Books written by theoreticians can sometimes be helpful when you are trying to learn information about a new area of mission or ministry. However, when wanting advice on how to evaluate and improve upon an existing area of ministry, the careful thoughts and experience of the practitioner is the greater need. In Sunday School That Really Excels, (Kregel, 2013) author Steve Parr has sought insight from exactly that source – a group of practitioners.
What makes this book even more unique is that it shares the stories of multiple kinds of churches that used Sunday School to help them excel in ministry. Often, Pastors will read of another church who utilized a certain program or strategy and saw great success, and decide they must implement the same ministry in the same way in their own ministry. The problem is, those same pastors often fail to take into account the context, size, and setting of the successful church, not realizing that the particular program might not work to the same degree or in the same way in their church’s own ministry context.
There would hardly be a church for whom this book is not helpful. Paar has sought the insights and counsel of those who have not only thought about making Sunday School excel, but who have actually lead a Sunday School ministry to excel. And, the “experts” chosen for this book are from a variety of church contexts – rural churches and urban churches; small churches and large churches; established churches and new churches.
Some people may be wondering if a book on excelling in/through Sunday School ministry is already outdated in our contemporary culture of “small groups” and “organic discipleship.” Can Sunday school really be effective today? Perhaps it is the case, as I have often heard quipped, “It is not that Sunday school doesn’t work.
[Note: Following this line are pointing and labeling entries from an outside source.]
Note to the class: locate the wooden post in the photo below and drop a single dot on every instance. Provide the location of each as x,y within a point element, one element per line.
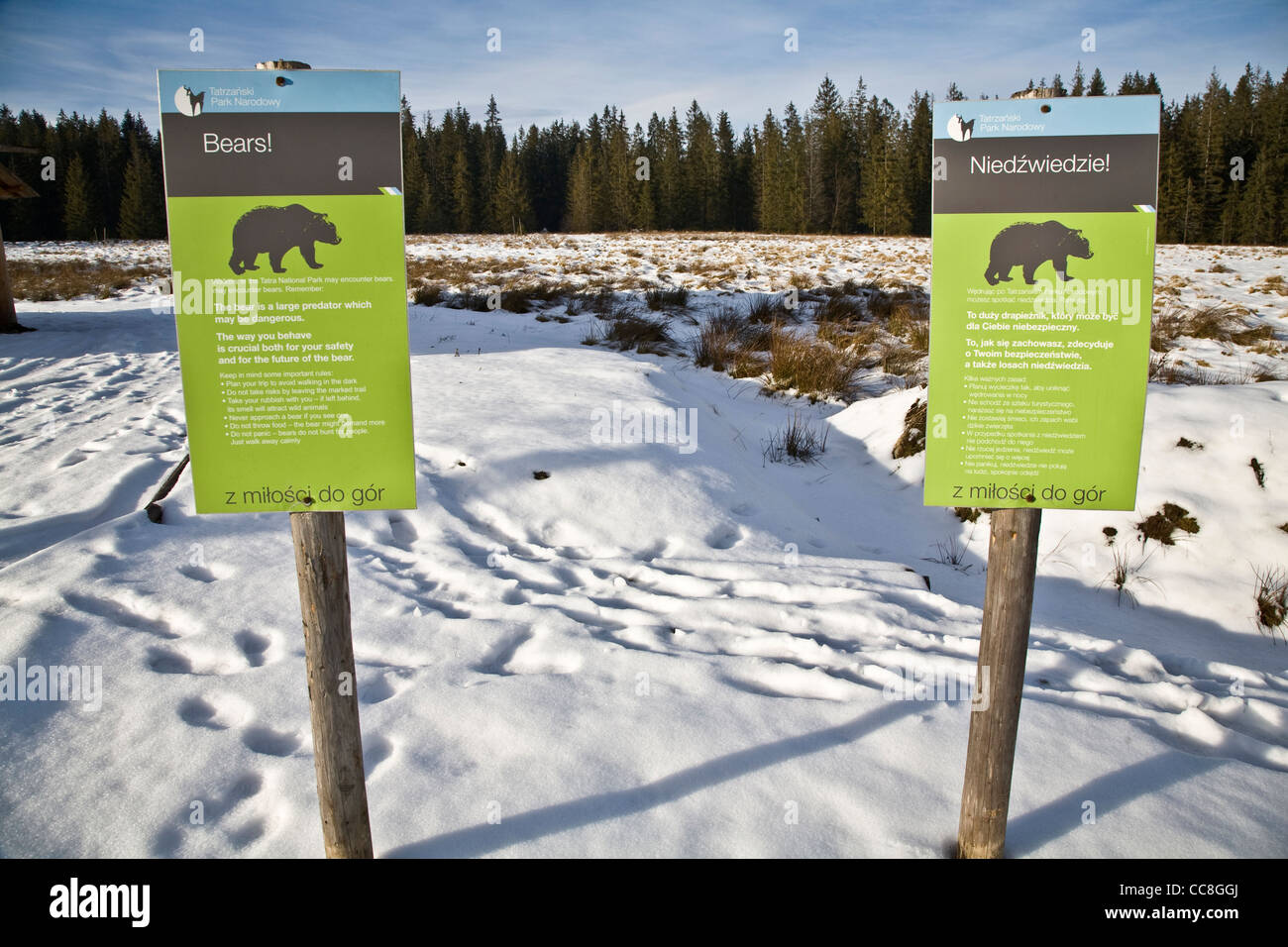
<point>322,571</point>
<point>12,187</point>
<point>8,312</point>
<point>1004,642</point>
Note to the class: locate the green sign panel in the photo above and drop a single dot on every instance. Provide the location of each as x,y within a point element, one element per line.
<point>290,287</point>
<point>1041,299</point>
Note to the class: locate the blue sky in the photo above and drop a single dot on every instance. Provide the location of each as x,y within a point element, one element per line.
<point>566,59</point>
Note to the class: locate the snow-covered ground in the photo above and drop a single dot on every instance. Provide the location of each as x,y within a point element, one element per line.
<point>653,651</point>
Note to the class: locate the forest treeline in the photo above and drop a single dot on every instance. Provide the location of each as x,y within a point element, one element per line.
<point>849,163</point>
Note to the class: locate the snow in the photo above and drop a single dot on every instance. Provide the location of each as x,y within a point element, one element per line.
<point>651,652</point>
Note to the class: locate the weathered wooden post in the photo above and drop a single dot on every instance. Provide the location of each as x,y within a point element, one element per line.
<point>11,187</point>
<point>322,573</point>
<point>1004,643</point>
<point>1018,411</point>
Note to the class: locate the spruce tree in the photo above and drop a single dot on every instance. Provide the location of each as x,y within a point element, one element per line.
<point>77,217</point>
<point>138,215</point>
<point>463,193</point>
<point>510,209</point>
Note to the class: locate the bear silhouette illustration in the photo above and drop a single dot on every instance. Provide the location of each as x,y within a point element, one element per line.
<point>274,231</point>
<point>1031,245</point>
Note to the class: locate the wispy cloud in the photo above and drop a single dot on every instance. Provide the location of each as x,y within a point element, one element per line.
<point>565,59</point>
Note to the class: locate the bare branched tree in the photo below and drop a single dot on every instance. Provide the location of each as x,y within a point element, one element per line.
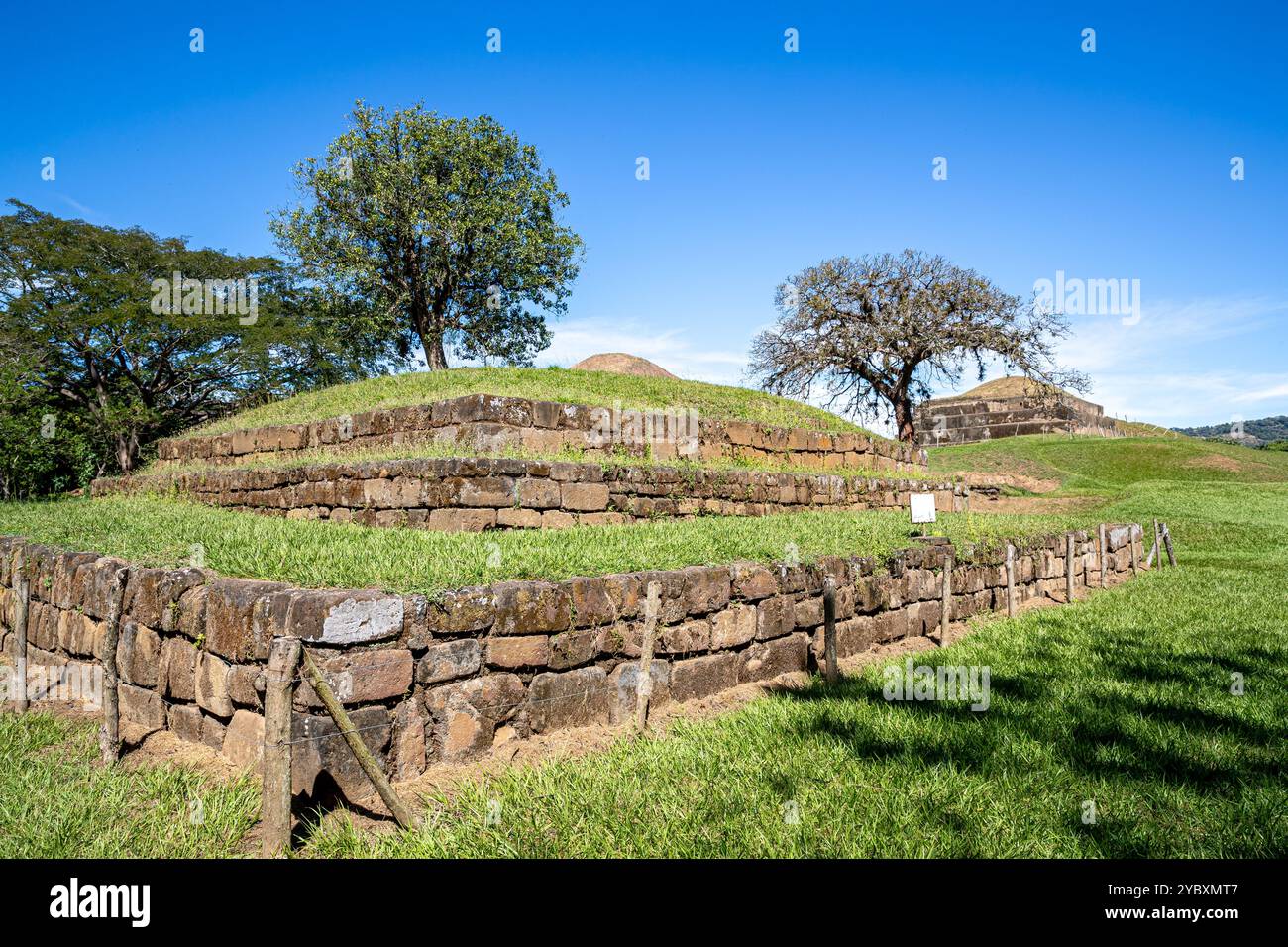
<point>877,333</point>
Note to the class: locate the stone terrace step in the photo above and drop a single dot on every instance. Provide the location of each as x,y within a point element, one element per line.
<point>492,424</point>
<point>476,493</point>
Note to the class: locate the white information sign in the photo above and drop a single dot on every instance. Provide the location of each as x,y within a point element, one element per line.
<point>922,508</point>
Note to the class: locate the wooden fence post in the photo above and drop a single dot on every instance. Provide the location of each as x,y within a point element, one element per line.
<point>110,736</point>
<point>283,660</point>
<point>1010,581</point>
<point>20,626</point>
<point>644,685</point>
<point>400,810</point>
<point>1104,557</point>
<point>1167,544</point>
<point>829,629</point>
<point>1068,567</point>
<point>947,596</point>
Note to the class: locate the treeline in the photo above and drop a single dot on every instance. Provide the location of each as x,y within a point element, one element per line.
<point>1265,431</point>
<point>114,338</point>
<point>416,234</point>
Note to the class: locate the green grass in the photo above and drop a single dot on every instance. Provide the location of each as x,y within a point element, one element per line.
<point>595,388</point>
<point>161,531</point>
<point>1124,701</point>
<point>1102,466</point>
<point>56,799</point>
It is that we have stopped working Sunday school.” As Allan Taylor (also a practitioner – Minister of Education at FBC Woodstock, GA) says in the foreward, “I am afraid we have fallen in love with our rhetoric about Sunday school more than excelling at Sunday school.”
While this book would be most helpful for Pastors and Ministers of Education, it could certainly be helpful for Sunday School Directors, teachers and other leaders as well, perhaps as a part of Sunday School leadership training. Hearing the success stories from practitioners in similar church contexts could certainly serve as a motivating factor for local church leaders.
I was a bit surprised, but thankful, that there was a chapter (Chapter 13 – “Excels in Transitioning to Small Groups”) in this book on excelling in Sunday School that dealt with transitioning a church from a Sunday School ministry to a ministry of small groups. This will certainly not be the best option for many churches with a strongly established Sunday School ministry. However, it is certainly helpful to provide counsel to those who may be considering such a ministry shift, based on their own church context and needs. The chapter included not only information on how and why such a transition may be appropriate, but also the very needed warnings about taking time, communicating clearly and often, and leading the people through such a transition.
This book is worth the money, even if you only read the chapters that are most similar to your own ministry context. I did, however, find the other chapters interesting and helpful as well. I will likely get Paar’s other books in this series for further study and evaluation: Sunday School That Really Works and Sunday School That Really Responds.
FTC disclaimer: I received this book for free in exchange for an unbiased review.